Unexpected circumstances or emergencies require immediate funding. These could range from medical bills, rent and mortgage payments, utility bills, funeral expenses or home renovation, car repairs, etc.
Rohit Garg, Co-founder and CEO of SmartCoin, says, “For meeting any urgent expenses, availing emergency funds are one the best options as they supply the needed finance at the right moment.”
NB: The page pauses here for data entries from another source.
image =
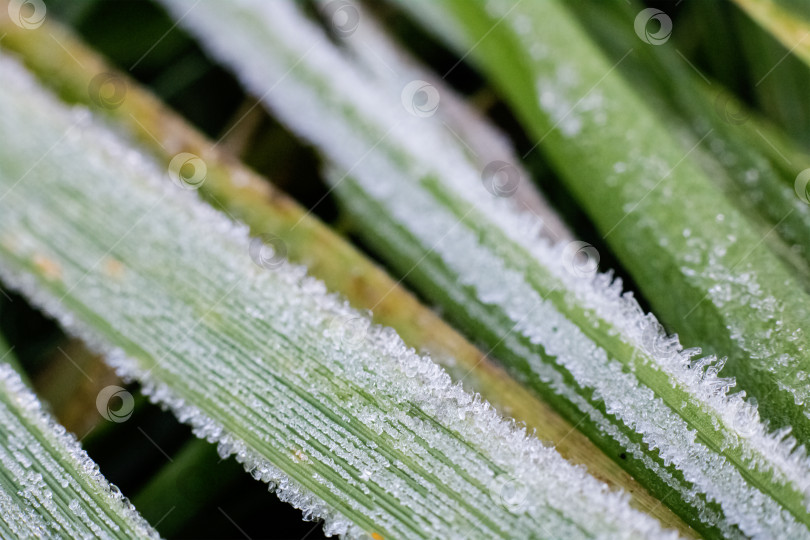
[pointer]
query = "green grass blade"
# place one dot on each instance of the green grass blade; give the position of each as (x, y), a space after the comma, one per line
(742, 154)
(660, 213)
(50, 52)
(49, 487)
(787, 20)
(245, 347)
(566, 331)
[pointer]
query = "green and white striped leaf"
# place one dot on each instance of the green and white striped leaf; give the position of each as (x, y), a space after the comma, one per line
(49, 487)
(362, 432)
(567, 331)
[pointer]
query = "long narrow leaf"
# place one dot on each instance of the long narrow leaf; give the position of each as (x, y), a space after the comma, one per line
(50, 51)
(243, 346)
(570, 333)
(49, 487)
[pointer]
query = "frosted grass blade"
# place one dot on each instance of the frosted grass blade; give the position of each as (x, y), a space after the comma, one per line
(569, 332)
(50, 51)
(241, 345)
(740, 152)
(718, 268)
(49, 487)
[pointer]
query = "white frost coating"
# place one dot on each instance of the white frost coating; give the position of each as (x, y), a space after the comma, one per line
(250, 358)
(313, 98)
(47, 480)
(393, 68)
An emergency loan is essentially an unsecured personal loan that you can get for covering immediate and unforeseen expenses. These loans can range from small to medium with quick deposit service that allows approval within a day or two.
One can even get secured personal loans by placing assets as collateral for credit. Other options include low amount and high-interest payday loans, asset-based title loans, and credit card advances.
Garg says, “It is important to weigh in the various options as emergency loan requisites rates differ from lender to lender. These loans differ from the amount one can borrow, additional charges, and basic eligibility criteria like minimum credit score and income declaration.”
Industry experts say emergency loans cover a wide ambit of contingencies, however, it is also essential to evaluate the various terms and limitations that are associated with the leader before signing any loan application. While one can apply for such loans from one’s local credit-card issuer or payday lender, it is safer and better to get traditional unsecured personal loans from a bank, credit union or an online tender.
Additionally, experts say it is important for an individual to understand his/her financial needs first, before opting for a personal loan. Do not opt for more than you actually require, as, in the end, you only have to pay it off. Also, while choosing for an emergency loan it is important to consider various aspects such as the speed of funding, the rate of interest, terms of repayment, fee charges, and meeting credit score parameters.
Garg says, “Emergency loans are the next safest bet after friends and families when you are in dire need of cash. They are better than payday loans and title loans as they are more economical and easier to pay off. “
Also, try opting for a longer tenure while choosing the tenure for a loan. Experts say opting for a longer tenure loan, not only lowers the EMI for the borrower but also enhances his/her overall interest burden. Ideally, it is suggested to choose between 1-5 years or 12-60 months, other tenures may also be allowed by lenders but vary on a case by case basis.